We’ll first need to open up the testbed.py file and populate lines 17 through 29 as follows: Modification of the Testbed File

We’re now ready to set the environment up with the sample script! However, before running the script we should take a look at what it’s doing. The script is available in the SDK directory at: /bin/run_sample.sh

The goal of the script is to do the following actions:

  • Create 2 Datacenters
  • Create a Cluster
  • Create Test Folders for VM Storage
  • Attach the Hosts
  • Create a Distributed Switch
  • Create a Distributed PortGroup
  • Attach the NFS Datastore (if Selected) to the hosts
  • Copy the Photon OS ISO image downloaded from VMware’s bintray server to the Datastore
  • Create directories to add sample ports

One note before running the script, the ISO image being downloaded is roughly 200MB and could take a while depending on your bandwidth. My tests ranged anywhere between 30 seconds and 5 minutes. The sample script can be run with the following command:

./run_sample.sh ../samples/vsphere/vcenter/setup/main.py –sv

Configuring an environment with the main.py file

Create a VM with Defaults

Now that our environment is setup, let’s take a look at adding a VM to this environment. The easiest way is to create a default VM. This action means the API takes care of all the configuration settings based on the Guest OS version. There are some prerequisites that are required for placement such as desired datacenter, VM folder, and datastore. These are all referenced from the testbed.py configuration file we referenced in the first example. Updating the Testbed File for VM Tasks

The VM can then be created with the following command:

./run_sample.sh ../samples/vsphere/vcenter/vm/create/create_default_vm.py –v

Default VM Creation Sample

Notice in the above example how even though we didn’t populate all of the settings, the VM received required items like a CPU, a disk, and so forth. To verify the VM does indeed exist, we can obtain a list of VMs with the following command:

./run_sample.sh ../samples/vsphere/vcenter/vm/list_vms.py –v

List VMs Sample

VM Power Actions

The next logical step after creating a VM is to power it on. There’s a sample within the vm folder named power.py, which shows off all of the power actions. This file references the ‘VM_NAME_DEFAULT’ input from the testbed.py file.

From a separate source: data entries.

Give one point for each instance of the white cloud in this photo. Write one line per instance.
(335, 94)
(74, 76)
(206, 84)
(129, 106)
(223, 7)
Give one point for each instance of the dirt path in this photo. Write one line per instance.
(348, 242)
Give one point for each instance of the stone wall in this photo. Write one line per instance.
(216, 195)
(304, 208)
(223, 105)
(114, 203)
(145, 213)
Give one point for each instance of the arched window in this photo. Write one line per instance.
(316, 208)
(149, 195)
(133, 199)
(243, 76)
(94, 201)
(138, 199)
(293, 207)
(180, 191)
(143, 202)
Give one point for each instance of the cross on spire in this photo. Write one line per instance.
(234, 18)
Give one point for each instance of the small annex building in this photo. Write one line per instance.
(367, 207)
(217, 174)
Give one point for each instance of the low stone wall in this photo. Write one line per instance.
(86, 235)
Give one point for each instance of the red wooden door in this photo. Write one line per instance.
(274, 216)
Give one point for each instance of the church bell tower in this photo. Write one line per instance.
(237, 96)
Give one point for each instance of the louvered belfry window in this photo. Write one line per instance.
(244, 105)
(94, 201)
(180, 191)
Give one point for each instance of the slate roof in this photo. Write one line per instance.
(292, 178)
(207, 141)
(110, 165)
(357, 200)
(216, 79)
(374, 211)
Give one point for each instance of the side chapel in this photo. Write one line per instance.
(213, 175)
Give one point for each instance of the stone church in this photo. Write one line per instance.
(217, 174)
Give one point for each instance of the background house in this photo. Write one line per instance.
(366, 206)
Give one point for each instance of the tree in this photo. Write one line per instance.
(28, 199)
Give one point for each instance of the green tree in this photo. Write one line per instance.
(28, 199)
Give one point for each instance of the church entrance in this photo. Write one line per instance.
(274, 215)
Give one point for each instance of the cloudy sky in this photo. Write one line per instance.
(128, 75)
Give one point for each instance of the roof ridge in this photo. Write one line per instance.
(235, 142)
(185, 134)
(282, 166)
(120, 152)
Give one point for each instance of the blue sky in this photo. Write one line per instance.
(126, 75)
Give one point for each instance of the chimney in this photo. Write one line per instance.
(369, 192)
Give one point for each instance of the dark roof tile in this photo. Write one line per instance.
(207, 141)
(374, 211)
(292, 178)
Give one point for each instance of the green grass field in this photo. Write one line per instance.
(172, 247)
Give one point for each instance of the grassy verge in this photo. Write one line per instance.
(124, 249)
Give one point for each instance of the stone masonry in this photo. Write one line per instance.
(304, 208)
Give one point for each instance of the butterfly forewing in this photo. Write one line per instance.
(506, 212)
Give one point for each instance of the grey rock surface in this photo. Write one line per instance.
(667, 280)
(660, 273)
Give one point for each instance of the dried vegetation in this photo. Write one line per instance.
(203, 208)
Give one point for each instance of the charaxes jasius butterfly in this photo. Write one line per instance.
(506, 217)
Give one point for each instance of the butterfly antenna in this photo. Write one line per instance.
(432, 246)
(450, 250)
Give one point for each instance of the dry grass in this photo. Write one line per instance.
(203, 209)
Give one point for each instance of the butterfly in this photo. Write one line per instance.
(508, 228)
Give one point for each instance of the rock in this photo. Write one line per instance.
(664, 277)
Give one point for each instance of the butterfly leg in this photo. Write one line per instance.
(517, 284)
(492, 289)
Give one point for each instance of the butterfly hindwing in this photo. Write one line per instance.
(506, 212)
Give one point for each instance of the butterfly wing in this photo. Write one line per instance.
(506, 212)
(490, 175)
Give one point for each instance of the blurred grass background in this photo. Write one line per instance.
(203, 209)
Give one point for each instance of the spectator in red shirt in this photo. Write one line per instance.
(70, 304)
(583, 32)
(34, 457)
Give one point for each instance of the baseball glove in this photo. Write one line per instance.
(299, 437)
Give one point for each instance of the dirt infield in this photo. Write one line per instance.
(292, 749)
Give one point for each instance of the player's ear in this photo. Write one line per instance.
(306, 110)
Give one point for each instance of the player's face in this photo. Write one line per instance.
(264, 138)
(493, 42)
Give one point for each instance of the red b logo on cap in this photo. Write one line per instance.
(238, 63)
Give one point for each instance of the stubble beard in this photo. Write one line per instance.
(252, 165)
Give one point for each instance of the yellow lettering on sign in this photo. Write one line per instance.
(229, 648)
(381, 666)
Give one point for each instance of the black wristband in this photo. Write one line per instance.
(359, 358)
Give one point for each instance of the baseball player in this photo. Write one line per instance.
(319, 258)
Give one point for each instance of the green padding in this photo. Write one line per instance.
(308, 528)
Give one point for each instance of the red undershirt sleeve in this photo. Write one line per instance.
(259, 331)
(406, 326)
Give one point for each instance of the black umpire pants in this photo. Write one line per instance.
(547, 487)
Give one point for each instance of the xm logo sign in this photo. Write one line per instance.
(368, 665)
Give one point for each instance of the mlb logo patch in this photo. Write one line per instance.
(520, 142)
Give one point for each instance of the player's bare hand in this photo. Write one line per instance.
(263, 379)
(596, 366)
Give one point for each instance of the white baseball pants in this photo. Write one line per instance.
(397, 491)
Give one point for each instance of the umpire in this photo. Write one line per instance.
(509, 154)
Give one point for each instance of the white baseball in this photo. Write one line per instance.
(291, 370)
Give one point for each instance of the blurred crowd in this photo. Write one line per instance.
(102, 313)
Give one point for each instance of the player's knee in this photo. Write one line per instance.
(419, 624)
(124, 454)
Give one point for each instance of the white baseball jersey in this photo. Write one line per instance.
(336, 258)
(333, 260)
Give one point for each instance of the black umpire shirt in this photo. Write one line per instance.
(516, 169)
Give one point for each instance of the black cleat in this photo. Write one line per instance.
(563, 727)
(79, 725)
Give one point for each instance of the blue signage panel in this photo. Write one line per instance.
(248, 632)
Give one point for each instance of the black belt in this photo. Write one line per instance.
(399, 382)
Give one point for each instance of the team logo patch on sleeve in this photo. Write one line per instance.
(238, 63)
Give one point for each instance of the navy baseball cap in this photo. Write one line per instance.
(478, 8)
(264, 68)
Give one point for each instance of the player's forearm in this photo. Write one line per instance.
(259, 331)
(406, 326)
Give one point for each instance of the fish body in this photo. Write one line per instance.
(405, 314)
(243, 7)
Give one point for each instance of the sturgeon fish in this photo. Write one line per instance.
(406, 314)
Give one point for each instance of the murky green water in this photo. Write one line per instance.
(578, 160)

When running the command as is, the VM will be put through the following power states:

  • Obtain current power state
  • Power Off (NOTE: Only if the VM is currently powered on)
  • Power On
  • Suspend the VM
  • Resume the VM
  • Reset the VM

The command can be run with the following:

./run_sample.sh ../samples/vsphere/vcenter/vm/power.py –v

VM Power State Sample

Summary

This post shows you how to easily get started with the vSphere Automation SDK for Python. It takes you through the setup of an entire environment, as well as using the individual samples. You can then take whichever is most relevant to you and apply to your environment or, pull parts of this code out and use it to automate or integrate as needed. With our SDK now being open sourced, we are intent on making sure these samples are of a high quality. If you notice areas of improvement, or come up with some new samples, please feel free to raise issues or pull requests on our GitHub repository.